After I was diagnosed with Mild Cognitive Disorder (MCI), my husband and I attended a Mayo Clinic program called HABIT (Health Action to Benefit Independence & Thinking). It is a ten day program that helps people with MCI stay as active as possible for as long as possible. It also helps the participant and their partner develop skills and strategies to work on together in order to share a full, rich life for as long as possible.
One of the key components of the program is the use of a daily and monthly calendar/journal system which I have found to be an extremely useful—no, I’ll say a vital—tool in helping me cope with my memory issues.
I always keep my calendar within easy reach. At home it’s on my kitchen desk. When I’m away from home, it’s small enough to fit into my purse or a pants or jacket pocket. I use the calendar of course, to keep track of appointments, but I also make notations in it, such as:
- names of new people I’ve met
- grocery items
- book suggestions
- interesting stories I’ve heard on NPR that I want to share with Keith
- people I want to stay in touch with regarding a certain topic we’ve shared
- topics for blog posts
- chores that need to be done
- plants I want to include in my flower bed next season
- many things that may seem trivial to others but are any pieces of information I feel I’m likely to forget
Additionally, I coordinate my calendar with Keith—which is crucial, especially since Keith is my primary source of transportationand of course my primary care giver. Also since Keith is still working and has more hard sheduled events and commitments than I do it’s necessary that I don’t schedule without checking first. While I rely heavilyt on my calendar Keith is usually the one who keeps me on task, “We need to sit down and make sure our calendars are up to date.”
The children also know the importance of my calendar and keep me informed of the grandchildren’s activities and events, family travel plans, or any event which might impact me, or are those ‘pieces’ that often go in and then right out of my memory bank.
Keeping such an extensive calendar, and having it with me all the time, has eased my anxiety and reduced my stress greatly.
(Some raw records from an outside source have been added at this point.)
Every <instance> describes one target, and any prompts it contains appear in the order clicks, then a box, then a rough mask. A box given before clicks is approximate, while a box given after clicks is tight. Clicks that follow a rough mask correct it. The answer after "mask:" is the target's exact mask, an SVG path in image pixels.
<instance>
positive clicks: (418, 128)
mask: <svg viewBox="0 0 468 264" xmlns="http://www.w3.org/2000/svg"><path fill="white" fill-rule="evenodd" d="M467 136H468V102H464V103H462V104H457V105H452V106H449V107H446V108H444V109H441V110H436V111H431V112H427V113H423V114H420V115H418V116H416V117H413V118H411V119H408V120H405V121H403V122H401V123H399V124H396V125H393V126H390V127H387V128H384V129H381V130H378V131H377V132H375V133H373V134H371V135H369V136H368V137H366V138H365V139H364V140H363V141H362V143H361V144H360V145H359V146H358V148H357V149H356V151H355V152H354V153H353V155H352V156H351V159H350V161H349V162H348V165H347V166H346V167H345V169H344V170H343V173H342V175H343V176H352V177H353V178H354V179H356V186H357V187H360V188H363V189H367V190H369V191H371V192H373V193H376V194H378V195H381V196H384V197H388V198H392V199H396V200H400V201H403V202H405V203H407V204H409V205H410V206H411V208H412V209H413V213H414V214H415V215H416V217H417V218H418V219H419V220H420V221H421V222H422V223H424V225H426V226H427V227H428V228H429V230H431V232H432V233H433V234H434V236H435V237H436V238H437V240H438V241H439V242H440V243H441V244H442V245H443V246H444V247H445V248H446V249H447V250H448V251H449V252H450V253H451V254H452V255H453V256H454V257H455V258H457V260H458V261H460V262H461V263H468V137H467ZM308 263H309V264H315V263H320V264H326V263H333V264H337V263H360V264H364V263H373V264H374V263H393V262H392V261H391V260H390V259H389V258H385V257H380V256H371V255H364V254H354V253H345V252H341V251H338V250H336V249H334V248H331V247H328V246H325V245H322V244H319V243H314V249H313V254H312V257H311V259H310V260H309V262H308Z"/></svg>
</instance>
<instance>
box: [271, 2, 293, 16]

For one, once something is written down I can then ‘let it go’ knowing I can easily retrieve the information later. Additionally it is an aide that allows me to ‘go back’ and retrive information without having to ask someone for help. For instance I often have difficulty remembering the time of my yoga classes as they change about every three months. In the past I would have had to ask again and again to verify the change. Now I can just look back on my calendar and find it out myself which gives me a small sense of indepence and competency.
And any time I can ‘do something myself’ feels really good.